In der Nähe der Güter soll sich auch Bischof von Rom Caius aus Angst vor der Christenverfolgung in einem Versteck aufgehalten und viele Menschen der Umgebung zum Christentum bekehrt haben. Pankratius und sein Onkel waren von den Worten und Taten des Bischofs angetan, begaben sich zu ihm und erhielten nach einer 20-tägigen Unterweisung die Taufe.
Dionysios starb bald darauf. Pankratius unterstützte mit dem ererbten Vermögen in Not geratene Christen und bekannte sich öffentlich zu seinem neuen Glauben. Aufgrund des allgemeinen
Verfolgungsbefehls des Kaisers Diokletian wurde der Jüngling, der kurz zuvor sein Hab und Gut verschenkt hatte, verhaftet. Da er von vornehmer Abstammung war, wurde er dem Kaiser, der Pankratius’ Vater gut gekannt haben soll, vorgeführt. Diokletian versprach Pankratius für den Fall, dass er vom Christenglauben abschwören sollte, alle Vorteile des Lebens. Der inzwischen etwa vierzehnjährige Jüngling ließ sich jedoch nicht von seinem Glauben abbringen. Rasend vor Wut über die Standhaftigkeit und den Mut eines solch jungen Burschen ließ Diokletian schließlich das Todesurteil über ihn fällen.
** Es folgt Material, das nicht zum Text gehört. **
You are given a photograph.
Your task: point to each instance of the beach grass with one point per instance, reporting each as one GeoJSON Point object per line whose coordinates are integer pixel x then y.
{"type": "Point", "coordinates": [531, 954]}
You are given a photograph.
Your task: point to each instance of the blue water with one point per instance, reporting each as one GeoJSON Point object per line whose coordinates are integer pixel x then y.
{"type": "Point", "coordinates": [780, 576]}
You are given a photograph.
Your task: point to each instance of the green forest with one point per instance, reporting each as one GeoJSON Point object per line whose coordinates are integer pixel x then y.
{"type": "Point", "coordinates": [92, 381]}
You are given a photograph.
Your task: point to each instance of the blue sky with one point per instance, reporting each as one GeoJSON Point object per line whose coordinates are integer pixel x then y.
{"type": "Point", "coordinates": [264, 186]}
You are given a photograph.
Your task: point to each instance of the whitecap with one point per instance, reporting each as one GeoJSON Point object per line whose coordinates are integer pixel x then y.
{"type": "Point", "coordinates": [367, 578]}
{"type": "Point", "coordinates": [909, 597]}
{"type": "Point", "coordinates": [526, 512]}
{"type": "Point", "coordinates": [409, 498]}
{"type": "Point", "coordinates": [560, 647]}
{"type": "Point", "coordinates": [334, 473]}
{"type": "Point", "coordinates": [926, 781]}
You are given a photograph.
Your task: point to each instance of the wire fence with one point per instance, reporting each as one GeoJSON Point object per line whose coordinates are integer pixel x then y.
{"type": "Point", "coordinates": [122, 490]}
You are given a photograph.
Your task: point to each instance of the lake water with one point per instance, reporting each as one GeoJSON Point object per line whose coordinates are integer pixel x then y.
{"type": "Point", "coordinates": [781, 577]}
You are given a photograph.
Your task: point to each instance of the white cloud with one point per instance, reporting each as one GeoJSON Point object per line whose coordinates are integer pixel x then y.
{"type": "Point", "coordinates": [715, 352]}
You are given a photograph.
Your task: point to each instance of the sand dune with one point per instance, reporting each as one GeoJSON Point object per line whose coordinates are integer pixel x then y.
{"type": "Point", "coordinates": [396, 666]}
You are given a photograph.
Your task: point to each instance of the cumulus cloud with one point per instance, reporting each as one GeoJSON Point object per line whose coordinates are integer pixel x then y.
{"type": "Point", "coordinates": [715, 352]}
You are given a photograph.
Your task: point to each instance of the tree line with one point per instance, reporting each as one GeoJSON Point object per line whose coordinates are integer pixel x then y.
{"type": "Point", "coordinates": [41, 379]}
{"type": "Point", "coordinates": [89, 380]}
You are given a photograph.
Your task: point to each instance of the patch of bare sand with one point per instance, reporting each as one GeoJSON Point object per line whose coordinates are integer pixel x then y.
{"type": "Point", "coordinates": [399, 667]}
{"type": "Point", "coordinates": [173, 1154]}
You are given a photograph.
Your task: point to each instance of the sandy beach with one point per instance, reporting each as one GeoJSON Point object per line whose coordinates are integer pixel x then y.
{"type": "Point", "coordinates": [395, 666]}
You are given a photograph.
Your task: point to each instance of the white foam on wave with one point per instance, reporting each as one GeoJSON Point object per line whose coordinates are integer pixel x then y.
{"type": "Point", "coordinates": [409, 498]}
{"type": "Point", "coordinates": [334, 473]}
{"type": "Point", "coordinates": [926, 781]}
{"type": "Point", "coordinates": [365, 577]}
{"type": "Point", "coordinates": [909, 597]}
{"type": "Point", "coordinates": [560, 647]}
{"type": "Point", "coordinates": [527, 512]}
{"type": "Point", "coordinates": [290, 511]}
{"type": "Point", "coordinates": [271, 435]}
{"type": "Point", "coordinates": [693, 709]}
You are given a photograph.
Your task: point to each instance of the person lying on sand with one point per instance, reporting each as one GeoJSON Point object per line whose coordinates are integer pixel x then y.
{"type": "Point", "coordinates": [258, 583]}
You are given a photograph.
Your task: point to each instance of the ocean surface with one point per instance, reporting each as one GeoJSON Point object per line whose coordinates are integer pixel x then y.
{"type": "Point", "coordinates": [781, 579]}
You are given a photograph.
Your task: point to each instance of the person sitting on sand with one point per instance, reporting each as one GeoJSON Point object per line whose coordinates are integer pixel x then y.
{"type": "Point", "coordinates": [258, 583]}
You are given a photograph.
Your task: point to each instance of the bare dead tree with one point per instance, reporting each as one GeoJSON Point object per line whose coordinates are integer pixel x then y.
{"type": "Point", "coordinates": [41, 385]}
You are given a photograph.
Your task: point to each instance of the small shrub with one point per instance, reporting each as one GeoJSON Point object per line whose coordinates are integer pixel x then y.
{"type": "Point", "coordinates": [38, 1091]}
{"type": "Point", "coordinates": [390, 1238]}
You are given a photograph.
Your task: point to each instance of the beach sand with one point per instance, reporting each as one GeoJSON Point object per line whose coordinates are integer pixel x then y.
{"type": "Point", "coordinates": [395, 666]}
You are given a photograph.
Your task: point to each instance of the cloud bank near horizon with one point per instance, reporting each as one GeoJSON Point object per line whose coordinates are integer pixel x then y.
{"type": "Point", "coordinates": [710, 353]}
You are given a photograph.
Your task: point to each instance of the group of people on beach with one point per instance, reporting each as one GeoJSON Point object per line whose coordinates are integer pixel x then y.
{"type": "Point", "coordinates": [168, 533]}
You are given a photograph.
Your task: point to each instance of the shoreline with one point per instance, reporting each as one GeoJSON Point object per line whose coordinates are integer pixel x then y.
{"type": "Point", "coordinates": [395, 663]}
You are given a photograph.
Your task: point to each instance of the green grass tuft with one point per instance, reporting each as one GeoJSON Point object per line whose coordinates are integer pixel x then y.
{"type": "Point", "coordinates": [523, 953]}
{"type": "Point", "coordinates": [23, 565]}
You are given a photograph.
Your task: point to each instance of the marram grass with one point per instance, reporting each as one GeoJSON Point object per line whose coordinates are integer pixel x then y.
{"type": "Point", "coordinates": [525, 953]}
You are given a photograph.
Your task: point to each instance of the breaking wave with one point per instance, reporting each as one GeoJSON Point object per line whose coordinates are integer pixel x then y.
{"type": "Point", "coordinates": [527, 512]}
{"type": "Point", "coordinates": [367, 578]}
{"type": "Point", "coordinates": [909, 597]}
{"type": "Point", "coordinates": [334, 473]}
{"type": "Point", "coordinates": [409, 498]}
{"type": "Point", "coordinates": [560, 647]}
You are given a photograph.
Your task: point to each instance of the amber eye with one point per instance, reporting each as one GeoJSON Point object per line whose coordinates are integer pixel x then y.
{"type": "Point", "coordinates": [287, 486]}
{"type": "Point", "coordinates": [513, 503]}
Am 12. Mai des Jahres 304 wurde Pankratius öffentlich enthauptet.

Bis zum letzten Augenblick pries der mutige Christ seinen Herrn Jesus Christus. Den Leichnam des jungen Märtyrers ließen die Schergen zum Fraß für die Hunde liegen. Unter Lebensgefahr barg die Senatorengattin Octavilla (auch Oldanilla) die sterblichen Überreste und trug sie zur Via Aurelia zu den dortigen Katakomben, wo sie eine Gruppe Gläubiger beisetzte.

Die Legende reizt zur Kritik und zum Versuch, zur historischen Wahrheit zu kommen.
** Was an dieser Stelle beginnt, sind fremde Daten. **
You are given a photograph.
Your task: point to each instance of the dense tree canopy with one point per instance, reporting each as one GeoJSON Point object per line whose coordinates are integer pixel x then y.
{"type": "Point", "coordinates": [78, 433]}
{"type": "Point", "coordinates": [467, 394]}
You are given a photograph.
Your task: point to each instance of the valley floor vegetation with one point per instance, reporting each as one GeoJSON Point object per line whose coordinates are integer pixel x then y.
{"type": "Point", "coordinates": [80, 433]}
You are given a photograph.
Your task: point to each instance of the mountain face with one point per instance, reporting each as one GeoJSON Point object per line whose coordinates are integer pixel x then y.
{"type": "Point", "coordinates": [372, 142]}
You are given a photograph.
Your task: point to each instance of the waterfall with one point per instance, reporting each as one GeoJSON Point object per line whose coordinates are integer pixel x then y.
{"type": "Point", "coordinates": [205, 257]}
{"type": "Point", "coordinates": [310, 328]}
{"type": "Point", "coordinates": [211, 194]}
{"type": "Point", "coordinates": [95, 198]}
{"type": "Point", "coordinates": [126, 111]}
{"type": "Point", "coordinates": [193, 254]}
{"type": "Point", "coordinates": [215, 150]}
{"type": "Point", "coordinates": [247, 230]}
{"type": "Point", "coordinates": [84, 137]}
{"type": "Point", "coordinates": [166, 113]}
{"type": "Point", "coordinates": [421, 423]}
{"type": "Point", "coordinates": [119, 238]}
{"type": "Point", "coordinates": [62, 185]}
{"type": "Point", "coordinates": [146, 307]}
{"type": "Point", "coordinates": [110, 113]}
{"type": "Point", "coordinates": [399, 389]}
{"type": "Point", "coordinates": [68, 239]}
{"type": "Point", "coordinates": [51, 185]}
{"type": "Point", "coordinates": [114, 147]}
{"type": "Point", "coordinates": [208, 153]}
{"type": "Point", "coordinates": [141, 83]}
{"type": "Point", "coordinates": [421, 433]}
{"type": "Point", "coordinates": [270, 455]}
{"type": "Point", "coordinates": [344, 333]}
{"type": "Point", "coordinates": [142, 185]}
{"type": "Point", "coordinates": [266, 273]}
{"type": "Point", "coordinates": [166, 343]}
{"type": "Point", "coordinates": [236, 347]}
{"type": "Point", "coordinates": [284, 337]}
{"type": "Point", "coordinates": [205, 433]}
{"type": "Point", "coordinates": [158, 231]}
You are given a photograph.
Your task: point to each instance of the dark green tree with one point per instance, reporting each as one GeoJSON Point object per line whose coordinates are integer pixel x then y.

Religion und Kult im Römischen Reich

Die römische Religion stellt kein geschlossenes theologisches System dar, wie wir das etwa vom Christentum oder Islam her kennen, sie hat keinen Stifter, kein heiliges Buch und ihre Anfänge liegen im Dunkel der Geschichte.
In der Frühzeit verehrten die Römer – wie auch die ihnen verwandten Ethnien in der Nachbarschaft – vor allem Naturgottheiten, die elementare Gewalten verkörperten und so den einfachen Vorstellungen der Landbau betreibenden Bevölkerung entsprachen. Neben diesen Hauptgottheiten glaubte man an eine unpersönlich wirkende Kraft eines göttlichen Wesens (numen). Im Lauf der Entwicklung wurden die Kräfte einer bestimmten Arbeit oder einem Naturvorgang zugeordnet, wodurch sie zu Gottheiten wurden und Namen erhielten.
So entwickelte sich aus dem alten Donnergott Iuppiter der Schutzgott des latinischen Bundes, der zusammen mit Mars und Quirinus die älteste Götterdreiheit bildete. An der Spitze der Götterhierarchie trat bald eine Veränderung ein und die Staatsgötter Iuppiter, Iuno und Minerva waren die obersten im römischen Pantheon. Eine weitere Trinität bildeten Ceres, Liber und Libera.
Neben einer Vielzahl weiterer Gottheiten, die über Heim und Acker wachten, und so die alten agrarischen Verhältnisse widerspiegeln, wurden auch Laren, Genien und Penaten verehrt.
Vom Ende des dritten vorchristlichen Jahrhunderts an begannen orientalische Gottheiten einzudringen, deren Kulte zur Zeitenwende eine entscheidende Rolle spielten.
In der Endzeit der Republik setzte ein allgemeiner religiöser Verfall ein. Die von griechischen Philosophen vorgetragene Religionskritik, die auch in Rom überzeugte Anhänger – wie z. B. Marcus Tullius Cicero – hatte, trug dazu bei, den Glauben der Volksmassen an die alten Götter aufzulösen.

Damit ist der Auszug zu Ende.